ISP port blocking practice

Justin Shore justin at justinshore.com
Fri Oct 23 01:29:27 UTC 2009


Lyndon Nerenberg (VE6BBM/VE7TFX) wrote:
>> Few 
>> companies use the MSP port (tcp/587).
> 
> Can you elaborate. Is this based on analysis you've conducted on
> your own network? And if so, is the data (anonymized) available for
> the rest of us to look at?
> 
> My experience is that port 587 isn't used because ISPs block it
> out-of-hand.  Or in the case of Rogers in (at least) Vancouver, hijack
> it with a proxy that filters out the AUTH parts of the EHLO response,
> making the whole point of using the submission service ...  pointless.

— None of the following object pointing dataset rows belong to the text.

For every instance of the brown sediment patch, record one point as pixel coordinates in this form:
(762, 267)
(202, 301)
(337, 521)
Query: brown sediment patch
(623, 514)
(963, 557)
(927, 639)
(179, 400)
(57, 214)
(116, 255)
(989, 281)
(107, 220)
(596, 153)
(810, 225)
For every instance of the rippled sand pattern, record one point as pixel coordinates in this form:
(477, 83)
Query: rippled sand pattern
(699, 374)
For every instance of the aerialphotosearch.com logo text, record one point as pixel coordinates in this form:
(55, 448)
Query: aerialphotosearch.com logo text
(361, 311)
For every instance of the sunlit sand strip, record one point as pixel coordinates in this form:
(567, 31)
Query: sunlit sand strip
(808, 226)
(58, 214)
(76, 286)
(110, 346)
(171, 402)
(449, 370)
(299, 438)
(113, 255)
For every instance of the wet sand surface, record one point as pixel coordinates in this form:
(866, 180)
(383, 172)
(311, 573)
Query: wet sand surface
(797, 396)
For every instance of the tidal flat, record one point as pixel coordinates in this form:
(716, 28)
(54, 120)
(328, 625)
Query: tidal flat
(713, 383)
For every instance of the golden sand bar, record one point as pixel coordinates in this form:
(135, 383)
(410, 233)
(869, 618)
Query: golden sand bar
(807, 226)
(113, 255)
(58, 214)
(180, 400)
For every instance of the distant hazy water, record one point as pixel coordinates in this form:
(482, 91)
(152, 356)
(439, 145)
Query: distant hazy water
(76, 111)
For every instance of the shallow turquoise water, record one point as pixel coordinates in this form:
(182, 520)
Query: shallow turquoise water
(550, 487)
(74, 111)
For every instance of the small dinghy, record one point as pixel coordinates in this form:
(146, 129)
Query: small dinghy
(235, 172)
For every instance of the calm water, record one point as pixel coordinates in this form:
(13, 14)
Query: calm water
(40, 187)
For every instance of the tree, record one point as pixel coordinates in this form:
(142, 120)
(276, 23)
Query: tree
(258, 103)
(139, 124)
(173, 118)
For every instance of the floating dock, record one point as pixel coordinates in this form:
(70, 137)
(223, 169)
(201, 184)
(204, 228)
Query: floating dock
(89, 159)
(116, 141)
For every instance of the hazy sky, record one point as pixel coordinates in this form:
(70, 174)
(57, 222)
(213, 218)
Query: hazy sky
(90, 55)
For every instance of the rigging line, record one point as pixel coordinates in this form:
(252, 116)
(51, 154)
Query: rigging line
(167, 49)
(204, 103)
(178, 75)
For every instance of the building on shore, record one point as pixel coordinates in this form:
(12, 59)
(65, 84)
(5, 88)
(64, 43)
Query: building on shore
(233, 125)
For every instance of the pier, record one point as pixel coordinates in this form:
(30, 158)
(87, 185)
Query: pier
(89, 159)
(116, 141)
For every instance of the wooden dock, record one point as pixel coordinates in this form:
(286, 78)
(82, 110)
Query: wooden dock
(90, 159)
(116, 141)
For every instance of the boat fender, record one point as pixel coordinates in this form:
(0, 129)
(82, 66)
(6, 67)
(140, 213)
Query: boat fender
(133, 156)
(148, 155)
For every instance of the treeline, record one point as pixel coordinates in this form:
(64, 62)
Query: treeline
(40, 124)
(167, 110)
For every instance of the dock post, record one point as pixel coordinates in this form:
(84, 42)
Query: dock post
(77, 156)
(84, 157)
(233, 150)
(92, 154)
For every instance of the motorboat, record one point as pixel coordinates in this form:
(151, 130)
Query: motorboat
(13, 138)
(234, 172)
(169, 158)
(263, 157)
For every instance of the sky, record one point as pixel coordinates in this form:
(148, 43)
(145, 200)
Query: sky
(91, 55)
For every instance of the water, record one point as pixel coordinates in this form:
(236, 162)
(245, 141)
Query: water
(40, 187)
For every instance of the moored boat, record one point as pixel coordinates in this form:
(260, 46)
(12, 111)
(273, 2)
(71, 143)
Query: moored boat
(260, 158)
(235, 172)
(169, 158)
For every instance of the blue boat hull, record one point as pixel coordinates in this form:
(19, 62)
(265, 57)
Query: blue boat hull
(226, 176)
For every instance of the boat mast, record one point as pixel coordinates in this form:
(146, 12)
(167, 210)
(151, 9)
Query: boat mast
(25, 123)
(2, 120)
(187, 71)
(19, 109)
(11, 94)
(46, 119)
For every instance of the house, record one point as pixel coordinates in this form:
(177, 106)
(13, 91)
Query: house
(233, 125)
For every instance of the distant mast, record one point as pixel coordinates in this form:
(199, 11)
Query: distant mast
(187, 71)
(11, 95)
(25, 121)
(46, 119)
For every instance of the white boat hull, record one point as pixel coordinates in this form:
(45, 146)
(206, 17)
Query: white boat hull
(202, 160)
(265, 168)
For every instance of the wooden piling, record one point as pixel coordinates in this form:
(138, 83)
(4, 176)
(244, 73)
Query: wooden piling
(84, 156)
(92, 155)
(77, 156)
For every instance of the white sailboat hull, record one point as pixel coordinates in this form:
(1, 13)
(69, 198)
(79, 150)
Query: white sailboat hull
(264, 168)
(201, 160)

I can't speak for Rogers but I have analyzed our netflow captures on a 
semi-regular basis for several things before flushing it, use of the MSP 
port being one of them.  I've never seen any MSP port traffic on my SP 
network that didn't fall into 1 of 2 categories:

1)  inbound scanning for MTAs listening on the MSP port, or
2)  my own MSP traffic or that of family members traffic running across 
my SP network that happen to use one of my personal servers for their 
own email hosting.

I can also speak from experience from the enterprise customers of the 
consulting side of my SP that I worked with before returning to the SP. 
  Not a one of them made use of the MSP port.  The vast majority, I'm 
sorry to say, used Microsoft Exchange which to the best of my knowledge 
doesn't support RFC2476.  I did a little Googling just now and couldn't 
find any hits to say they did either.  Some utilized RPC-over-HTTP. 
Most at the time didn't, requiring direct SMTP access or VPN.

I wish more people would use it though.  My users wouldn't have cause to 
get so upset when I tell them that they have to pay monthly for a static 
IP to use tcp/25.  It would reduce my hassles a wee bit.